LibrarySites.Banner

Sitecore 7 Inbound and Outbound Filter Pipelines

Sitecore 7 introduces pipelines for controlling a global filter over what goes into the index and what comes out of the index.

Key Takeaway's

  • Sitecore 7 contains an ApplyOutboundSecurityFilter for "nulling" items that the context user does not have access to. This will skew the result counts as your results collection may be 1000 items but you have have actually received 1003 hits at the search provider level.
  • Use these filter pipelines for globally stopping documents going into the index e.g. You may want to only ever insert the latest version of a document into the index (for the web database this will happen anyway).
  • Both the inbound and outbound pipelines run at the API level, so the filters you place in these pipelines will affect the UI results as well as result you get through calling the API directly.

The pipelines exist in the Sitecore.ContentSearch.config file and the default filters consist of a processor stub for the inbound filter and the ApplyOutboundSecurityFilter for "nulling" results that the user should not see.
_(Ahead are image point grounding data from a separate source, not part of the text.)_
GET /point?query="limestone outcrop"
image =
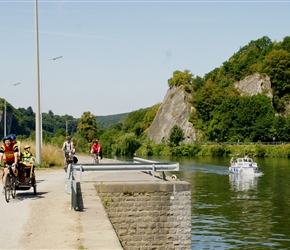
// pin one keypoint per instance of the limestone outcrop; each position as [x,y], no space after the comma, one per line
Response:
[255,84]
[174,110]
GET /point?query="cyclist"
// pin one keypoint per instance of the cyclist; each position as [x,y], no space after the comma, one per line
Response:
[97,150]
[9,152]
[14,141]
[26,155]
[67,149]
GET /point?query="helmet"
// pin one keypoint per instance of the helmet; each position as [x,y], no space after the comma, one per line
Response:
[7,137]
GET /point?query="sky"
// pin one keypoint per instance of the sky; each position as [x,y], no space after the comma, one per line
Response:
[117,56]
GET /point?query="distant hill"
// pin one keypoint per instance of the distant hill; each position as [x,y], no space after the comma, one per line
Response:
[109,120]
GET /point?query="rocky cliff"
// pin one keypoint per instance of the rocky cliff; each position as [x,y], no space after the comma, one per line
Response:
[176,108]
[255,84]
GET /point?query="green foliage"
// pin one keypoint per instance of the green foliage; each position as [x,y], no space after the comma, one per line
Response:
[126,144]
[180,78]
[242,118]
[109,120]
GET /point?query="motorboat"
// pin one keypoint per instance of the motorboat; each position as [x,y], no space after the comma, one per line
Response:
[243,165]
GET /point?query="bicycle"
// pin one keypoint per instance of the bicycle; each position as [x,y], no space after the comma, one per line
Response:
[68,161]
[10,183]
[96,159]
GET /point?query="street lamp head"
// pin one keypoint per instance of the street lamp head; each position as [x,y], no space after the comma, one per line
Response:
[58,57]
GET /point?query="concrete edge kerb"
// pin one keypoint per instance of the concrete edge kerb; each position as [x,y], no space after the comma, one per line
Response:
[113,187]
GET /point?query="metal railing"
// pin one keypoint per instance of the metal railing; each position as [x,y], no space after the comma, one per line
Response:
[138,164]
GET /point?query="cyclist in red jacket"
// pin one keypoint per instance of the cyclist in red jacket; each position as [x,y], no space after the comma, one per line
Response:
[97,149]
[9,152]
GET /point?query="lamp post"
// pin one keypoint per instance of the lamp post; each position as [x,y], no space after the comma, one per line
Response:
[5,111]
[37,112]
[50,59]
[66,126]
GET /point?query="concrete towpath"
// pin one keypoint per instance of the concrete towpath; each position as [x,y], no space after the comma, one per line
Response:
[46,220]
[98,232]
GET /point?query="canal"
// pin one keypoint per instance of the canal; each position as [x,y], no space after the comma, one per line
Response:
[237,212]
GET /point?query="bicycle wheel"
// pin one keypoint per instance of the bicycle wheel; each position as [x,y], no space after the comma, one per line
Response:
[13,187]
[7,187]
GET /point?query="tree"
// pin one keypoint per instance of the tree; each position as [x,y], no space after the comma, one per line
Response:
[180,78]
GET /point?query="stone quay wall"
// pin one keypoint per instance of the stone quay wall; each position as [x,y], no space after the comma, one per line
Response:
[151,215]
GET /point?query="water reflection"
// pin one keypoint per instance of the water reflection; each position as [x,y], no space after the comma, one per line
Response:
[237,212]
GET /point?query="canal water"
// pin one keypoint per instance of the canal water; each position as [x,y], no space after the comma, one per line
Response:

The inbound stub is only there to show you that you can add a filter, it does not filter anything going into the index.

<indexing.filterIndex.inbound>
 <processor type="Sitecore.ContentSearch.Pipelines.IndexingFilters.ApplyInboundIndexFilter, Sitecore.ContentSearch"></processor>
</indexing.filterIndex.inbound>  

<indexing.filterIndex.outbound>
 <processor type="Sitecore.ContentSearch.Pipelines.IndexingFilters.ApplyOutboundSecurityFilter, Sitecore.ContentSearch"></processor>
</indexing.filterIndex.outbound>

Inbound Filters

Let's implement an inbound processor that will only allow the latest version of an IIndexable to be placed into the index. To show that IIndexable can be of the type Item I will also restrict Standard Values from going into the index as well i.e. if the item is the Standard Values of a template, do not put it into the index.

public class ApplyInboundIndexVersionFilter : InboundIndexFilterProcessor   
{        
    public override void Process(InboundIndexFilterArgs args)       
    { 
        var item = args.IndexableToIndex as SitecoreIndexableItem;

        if (!item.Item.Versions.IsLatestVersion())            
        {                  
            args.IsExcluded = true;            
        }
    }
}

We would like each processor to be responsible for its own filter so that we could reuse the code for other projects if necessary, hence, I will separate the version filter and Standard Values filter into separate classes.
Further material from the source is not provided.